In February, India initiated an antitrust investigation into Monsanto’s practices around cotton seeds and their control and pricing. In response, Monsanto lowered the price somewhat for a little relief for Indians hard-pressed farmers. The investigation continues.
President Obama came into office 7 years ago claiming he would enforce antitrust laws in this country, and an ongoing investigation by several states turned into a Department of Justice investigation with good press for the President. Unfortunately, DOJ promptly narrowed the states’ broad investigation to a narrow focus on Monsanto’s licensing agreements with seed breeders and retailers, ignoring larger antitrust issues.

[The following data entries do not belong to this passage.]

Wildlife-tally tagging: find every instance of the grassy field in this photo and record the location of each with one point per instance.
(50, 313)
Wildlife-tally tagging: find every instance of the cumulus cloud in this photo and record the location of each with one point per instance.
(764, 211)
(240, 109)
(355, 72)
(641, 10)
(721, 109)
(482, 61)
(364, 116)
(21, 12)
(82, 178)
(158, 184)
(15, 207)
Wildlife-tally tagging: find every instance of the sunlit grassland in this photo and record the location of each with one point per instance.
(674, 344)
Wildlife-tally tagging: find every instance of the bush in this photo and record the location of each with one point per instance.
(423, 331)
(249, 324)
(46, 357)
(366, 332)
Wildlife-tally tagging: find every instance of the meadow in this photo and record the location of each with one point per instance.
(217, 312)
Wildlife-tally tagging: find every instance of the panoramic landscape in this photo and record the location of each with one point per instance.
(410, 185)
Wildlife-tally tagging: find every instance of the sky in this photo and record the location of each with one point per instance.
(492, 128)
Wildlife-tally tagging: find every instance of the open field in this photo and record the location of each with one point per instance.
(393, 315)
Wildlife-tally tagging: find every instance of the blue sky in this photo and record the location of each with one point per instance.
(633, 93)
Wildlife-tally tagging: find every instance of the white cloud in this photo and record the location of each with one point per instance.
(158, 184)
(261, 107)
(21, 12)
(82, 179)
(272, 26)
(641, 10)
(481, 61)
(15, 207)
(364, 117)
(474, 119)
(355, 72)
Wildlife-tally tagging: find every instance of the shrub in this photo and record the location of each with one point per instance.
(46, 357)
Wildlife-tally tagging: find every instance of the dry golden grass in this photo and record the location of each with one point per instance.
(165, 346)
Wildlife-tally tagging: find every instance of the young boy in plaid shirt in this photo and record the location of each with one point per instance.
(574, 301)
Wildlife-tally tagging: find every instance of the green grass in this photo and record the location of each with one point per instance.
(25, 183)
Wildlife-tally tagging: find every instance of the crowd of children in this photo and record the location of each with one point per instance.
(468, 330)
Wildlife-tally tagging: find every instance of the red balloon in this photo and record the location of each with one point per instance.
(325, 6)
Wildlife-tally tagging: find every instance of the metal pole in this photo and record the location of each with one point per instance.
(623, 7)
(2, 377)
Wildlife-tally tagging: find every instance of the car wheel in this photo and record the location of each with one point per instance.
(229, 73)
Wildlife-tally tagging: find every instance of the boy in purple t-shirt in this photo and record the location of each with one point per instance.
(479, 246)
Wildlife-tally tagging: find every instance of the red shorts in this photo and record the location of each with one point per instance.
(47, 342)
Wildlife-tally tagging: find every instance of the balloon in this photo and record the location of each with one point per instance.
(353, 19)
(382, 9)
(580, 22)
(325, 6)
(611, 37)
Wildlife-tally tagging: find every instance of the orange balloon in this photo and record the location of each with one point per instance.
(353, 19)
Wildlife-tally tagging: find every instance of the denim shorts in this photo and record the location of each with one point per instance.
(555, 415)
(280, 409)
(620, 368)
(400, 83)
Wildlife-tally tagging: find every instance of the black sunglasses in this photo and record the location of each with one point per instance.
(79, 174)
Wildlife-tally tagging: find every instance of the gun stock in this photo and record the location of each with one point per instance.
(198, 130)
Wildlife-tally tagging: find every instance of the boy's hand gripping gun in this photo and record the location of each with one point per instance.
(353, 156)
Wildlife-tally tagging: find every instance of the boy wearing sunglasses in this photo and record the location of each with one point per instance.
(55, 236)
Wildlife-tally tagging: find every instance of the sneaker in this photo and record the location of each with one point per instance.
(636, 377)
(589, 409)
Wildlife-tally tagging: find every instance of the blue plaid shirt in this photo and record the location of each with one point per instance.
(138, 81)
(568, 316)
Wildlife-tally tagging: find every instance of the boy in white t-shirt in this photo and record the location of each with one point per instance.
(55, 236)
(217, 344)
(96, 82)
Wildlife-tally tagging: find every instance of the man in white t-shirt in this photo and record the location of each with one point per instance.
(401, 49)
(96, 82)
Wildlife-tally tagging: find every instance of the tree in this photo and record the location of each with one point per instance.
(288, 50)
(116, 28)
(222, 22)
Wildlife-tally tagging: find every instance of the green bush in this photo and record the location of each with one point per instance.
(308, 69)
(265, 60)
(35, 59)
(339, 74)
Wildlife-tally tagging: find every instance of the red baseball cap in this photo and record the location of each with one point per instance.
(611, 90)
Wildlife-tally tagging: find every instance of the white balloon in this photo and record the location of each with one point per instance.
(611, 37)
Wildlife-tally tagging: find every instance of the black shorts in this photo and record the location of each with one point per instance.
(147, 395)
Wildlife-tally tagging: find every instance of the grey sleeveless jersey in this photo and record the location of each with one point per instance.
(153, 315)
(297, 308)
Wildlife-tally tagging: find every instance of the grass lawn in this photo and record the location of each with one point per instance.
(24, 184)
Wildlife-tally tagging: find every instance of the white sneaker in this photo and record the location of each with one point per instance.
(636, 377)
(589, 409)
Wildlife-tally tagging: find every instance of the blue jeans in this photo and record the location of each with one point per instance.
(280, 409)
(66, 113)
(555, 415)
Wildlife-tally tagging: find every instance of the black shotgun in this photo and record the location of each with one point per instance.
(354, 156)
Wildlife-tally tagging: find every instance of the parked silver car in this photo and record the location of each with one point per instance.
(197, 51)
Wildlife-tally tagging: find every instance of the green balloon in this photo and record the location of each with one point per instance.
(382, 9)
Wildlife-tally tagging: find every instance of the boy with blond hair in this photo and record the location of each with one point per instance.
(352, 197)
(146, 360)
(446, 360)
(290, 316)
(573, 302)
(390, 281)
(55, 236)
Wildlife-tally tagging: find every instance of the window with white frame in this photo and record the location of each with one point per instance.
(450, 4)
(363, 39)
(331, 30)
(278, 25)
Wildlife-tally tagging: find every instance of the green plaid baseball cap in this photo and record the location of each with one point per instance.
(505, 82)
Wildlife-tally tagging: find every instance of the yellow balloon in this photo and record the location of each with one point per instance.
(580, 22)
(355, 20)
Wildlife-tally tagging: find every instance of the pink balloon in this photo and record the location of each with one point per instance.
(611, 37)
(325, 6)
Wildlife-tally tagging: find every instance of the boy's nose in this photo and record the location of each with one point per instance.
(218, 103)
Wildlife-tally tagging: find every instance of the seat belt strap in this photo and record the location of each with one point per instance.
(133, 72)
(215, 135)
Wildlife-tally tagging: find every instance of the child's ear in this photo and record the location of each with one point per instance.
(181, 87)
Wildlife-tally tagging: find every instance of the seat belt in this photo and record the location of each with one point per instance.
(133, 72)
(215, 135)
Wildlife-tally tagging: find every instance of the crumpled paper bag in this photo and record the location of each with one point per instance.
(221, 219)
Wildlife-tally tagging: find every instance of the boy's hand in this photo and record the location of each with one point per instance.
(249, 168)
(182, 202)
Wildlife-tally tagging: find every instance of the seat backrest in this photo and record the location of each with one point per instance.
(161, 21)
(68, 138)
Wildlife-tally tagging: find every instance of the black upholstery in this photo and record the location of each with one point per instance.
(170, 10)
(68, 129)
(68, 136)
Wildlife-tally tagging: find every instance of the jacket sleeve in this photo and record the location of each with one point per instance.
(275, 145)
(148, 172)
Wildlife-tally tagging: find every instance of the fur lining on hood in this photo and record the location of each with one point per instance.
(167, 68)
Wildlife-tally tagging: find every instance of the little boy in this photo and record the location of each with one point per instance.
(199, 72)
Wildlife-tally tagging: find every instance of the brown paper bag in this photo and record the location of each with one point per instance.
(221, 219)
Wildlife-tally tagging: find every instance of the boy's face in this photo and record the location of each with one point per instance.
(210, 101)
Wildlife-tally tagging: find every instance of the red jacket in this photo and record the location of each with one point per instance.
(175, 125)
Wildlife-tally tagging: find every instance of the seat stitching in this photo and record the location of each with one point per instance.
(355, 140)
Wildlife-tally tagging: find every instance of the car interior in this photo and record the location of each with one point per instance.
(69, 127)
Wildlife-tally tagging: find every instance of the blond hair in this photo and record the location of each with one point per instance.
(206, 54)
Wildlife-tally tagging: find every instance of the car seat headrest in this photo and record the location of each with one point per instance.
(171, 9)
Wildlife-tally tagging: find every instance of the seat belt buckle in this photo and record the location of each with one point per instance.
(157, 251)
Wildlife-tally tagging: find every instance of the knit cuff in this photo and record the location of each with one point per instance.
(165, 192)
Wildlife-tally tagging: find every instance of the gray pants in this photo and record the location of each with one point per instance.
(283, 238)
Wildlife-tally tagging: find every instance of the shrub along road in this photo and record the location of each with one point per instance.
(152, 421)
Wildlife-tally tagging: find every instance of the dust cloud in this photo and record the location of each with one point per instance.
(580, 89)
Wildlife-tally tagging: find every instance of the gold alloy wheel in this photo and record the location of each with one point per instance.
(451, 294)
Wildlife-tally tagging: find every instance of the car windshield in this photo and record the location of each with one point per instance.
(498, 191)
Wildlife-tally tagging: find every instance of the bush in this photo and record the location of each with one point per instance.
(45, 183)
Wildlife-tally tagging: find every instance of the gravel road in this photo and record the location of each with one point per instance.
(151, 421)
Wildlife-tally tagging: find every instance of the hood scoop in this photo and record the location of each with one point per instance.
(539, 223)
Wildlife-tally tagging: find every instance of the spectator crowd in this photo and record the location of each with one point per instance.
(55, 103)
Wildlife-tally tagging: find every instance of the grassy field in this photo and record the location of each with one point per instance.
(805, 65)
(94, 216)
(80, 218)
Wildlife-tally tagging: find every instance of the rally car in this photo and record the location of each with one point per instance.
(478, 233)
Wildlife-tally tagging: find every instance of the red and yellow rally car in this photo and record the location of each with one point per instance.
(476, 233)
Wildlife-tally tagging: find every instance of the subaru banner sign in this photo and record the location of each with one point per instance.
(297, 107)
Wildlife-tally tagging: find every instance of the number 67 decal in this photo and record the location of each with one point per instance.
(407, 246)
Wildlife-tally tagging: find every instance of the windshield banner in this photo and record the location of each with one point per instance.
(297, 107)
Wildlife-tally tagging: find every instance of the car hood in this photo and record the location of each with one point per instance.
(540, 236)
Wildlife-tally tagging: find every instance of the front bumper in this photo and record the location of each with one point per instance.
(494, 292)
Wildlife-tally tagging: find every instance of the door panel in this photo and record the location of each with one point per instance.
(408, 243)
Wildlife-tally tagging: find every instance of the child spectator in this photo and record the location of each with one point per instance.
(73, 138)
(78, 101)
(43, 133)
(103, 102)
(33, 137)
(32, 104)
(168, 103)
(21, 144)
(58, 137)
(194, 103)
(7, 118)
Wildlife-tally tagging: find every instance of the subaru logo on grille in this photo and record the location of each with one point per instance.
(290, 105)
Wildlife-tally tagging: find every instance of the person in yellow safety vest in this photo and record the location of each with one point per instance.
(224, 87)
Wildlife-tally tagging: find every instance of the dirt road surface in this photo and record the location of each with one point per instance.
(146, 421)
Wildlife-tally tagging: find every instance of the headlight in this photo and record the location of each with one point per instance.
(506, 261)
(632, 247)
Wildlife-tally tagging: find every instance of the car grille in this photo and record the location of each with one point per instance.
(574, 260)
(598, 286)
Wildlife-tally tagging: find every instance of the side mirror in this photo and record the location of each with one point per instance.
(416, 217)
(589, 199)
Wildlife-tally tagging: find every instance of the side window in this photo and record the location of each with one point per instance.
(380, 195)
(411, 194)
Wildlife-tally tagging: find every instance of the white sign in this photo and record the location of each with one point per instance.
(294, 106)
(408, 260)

As in India, Monsanto promptly rewrote the offending agreements and DOJ closed its 3 year investigation in 2012 with no brod investigation and no public announcement. Monsanto spent a whopping $6 million for “lobbying” in 2012. Imagine what return on investment they expected on $6 million dollars.
It begs the question of who is running the show in this country. Since the US government is clearly not regulating for the public good, what are they doing then? Extorting money from businesses they threaten for personal gain? These corporations are barely taxed, that money would go into the public coffers. Lobbying money is cheaper than taxes, but goes into private pockets.
Monsanto then launched a massive campaign to buy out US seed companies. In the 1990s this country had about 300 independent seed companies, there are now less than 100. Monsanto bought up about half of them and wants to either buy or push out the rest.
Those offending agreements are no longer necessary because Monsanto owns these businesses and does as it pleases with our food supply.
The pattern is similar in India. Monsanto may have purchased a get out of jail free card by reducing the price of cotton seeds. How much will Bill Gates and Monsanto spend on “lobbying” in India? What price will they exact?